O Brasil registrou superávit comercial de 3,775 bilhões de dólares em agosto. Foi o pior resultado para o mês desde 2015 (2,685 bilhões de dólares), segundo o Ministério da Indústria, afetado pelo aumento das importações em ritmo mais forte que o das exportações.

Em agosto, as importações subiram 35,3% ante o mesmo mês do ano passado, pela média diária, a 18,777 bilhões de dólares. E isso ocorreu apesar do salto de 8,46% do dólar frente ao real no período, marcado por volatilidade no cenário externo e apreensão com o rumo das eleições presidenciais brasileiras.

As exportações também cresceram, mas em ritmo mais fraco. O aumento foi de 15,8% sobre agosto de 2017, a 22,552 bilhões de dólares. Nos primeiros oito meses de 2018, o saldo positivo das trocas comerciais somou 37,811 bilhões de dólares, queda de 21,4% ante igual período do ano passado.

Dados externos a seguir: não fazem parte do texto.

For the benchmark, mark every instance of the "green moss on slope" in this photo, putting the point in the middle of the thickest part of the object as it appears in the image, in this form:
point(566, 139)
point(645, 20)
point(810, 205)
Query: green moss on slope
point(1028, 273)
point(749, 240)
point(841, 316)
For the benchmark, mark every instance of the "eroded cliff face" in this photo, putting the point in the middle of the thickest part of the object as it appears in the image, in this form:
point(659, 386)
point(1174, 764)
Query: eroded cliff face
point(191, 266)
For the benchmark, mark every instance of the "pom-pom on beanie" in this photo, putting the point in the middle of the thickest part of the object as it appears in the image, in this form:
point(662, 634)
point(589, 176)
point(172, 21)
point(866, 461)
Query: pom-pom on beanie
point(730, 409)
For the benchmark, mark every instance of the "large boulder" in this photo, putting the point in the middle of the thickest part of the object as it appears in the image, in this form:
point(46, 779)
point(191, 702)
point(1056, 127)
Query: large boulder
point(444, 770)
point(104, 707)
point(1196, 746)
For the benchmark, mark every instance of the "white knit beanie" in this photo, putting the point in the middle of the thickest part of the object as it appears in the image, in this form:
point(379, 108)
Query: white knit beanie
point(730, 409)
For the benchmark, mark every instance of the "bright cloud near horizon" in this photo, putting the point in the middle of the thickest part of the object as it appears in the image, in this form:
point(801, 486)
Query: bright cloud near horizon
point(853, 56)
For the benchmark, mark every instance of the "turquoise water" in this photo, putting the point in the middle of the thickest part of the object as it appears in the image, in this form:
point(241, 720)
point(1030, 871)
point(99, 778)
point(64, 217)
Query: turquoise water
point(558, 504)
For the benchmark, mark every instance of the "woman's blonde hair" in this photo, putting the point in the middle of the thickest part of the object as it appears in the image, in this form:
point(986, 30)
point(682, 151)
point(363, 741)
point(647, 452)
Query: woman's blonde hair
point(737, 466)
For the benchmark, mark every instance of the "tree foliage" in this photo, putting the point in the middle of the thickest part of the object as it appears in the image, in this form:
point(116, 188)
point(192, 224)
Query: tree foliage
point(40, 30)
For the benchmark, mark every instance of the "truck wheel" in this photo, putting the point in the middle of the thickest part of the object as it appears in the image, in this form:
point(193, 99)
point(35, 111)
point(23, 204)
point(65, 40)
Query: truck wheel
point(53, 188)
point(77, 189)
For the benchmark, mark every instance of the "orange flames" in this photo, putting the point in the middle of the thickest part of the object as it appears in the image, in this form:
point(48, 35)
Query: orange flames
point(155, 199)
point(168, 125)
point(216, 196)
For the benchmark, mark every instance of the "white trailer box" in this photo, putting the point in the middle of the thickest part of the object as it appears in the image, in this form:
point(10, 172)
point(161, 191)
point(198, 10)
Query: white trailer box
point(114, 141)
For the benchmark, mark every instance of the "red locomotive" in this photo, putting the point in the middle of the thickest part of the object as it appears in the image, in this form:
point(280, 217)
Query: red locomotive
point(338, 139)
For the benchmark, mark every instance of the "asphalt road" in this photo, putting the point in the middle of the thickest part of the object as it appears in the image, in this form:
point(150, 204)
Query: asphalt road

Para o ano, o ministério ainda prevê que o superávit da balança comercial brasileira ficará no patamar de 50 bilhões de dólares, ante 67 bilhões de dólares de 2017.

A diminuição se dará justamente por causa do maior fôlego exibido na ponta das importações, reagindo à recuperação da atividade econômica e a uma demanda maior por bens importados.

Importações

Em agosto, as importações foram puxadas pelos bens de capital, que subiram 158,2% ante um ano antes, principalmente pela compra de plataforma para extração de petróleo.

Também cresceram as importações de combustíveis e lubrificantes (+55,4%), bens intermediários (+16,2%) e bens de consumo (+13,7%).

Já as exportações sofreram com a queda de 24,2% nas vendas de semimanufaturados, especialmente pela retração de 48,3% em açúcar bruto, a 412 milhões de dólares. Ao mesmo tempo, as exportações de manufaturados subiram 35,1% ante agosto de 2017, e de básicos avançaram 16,4%.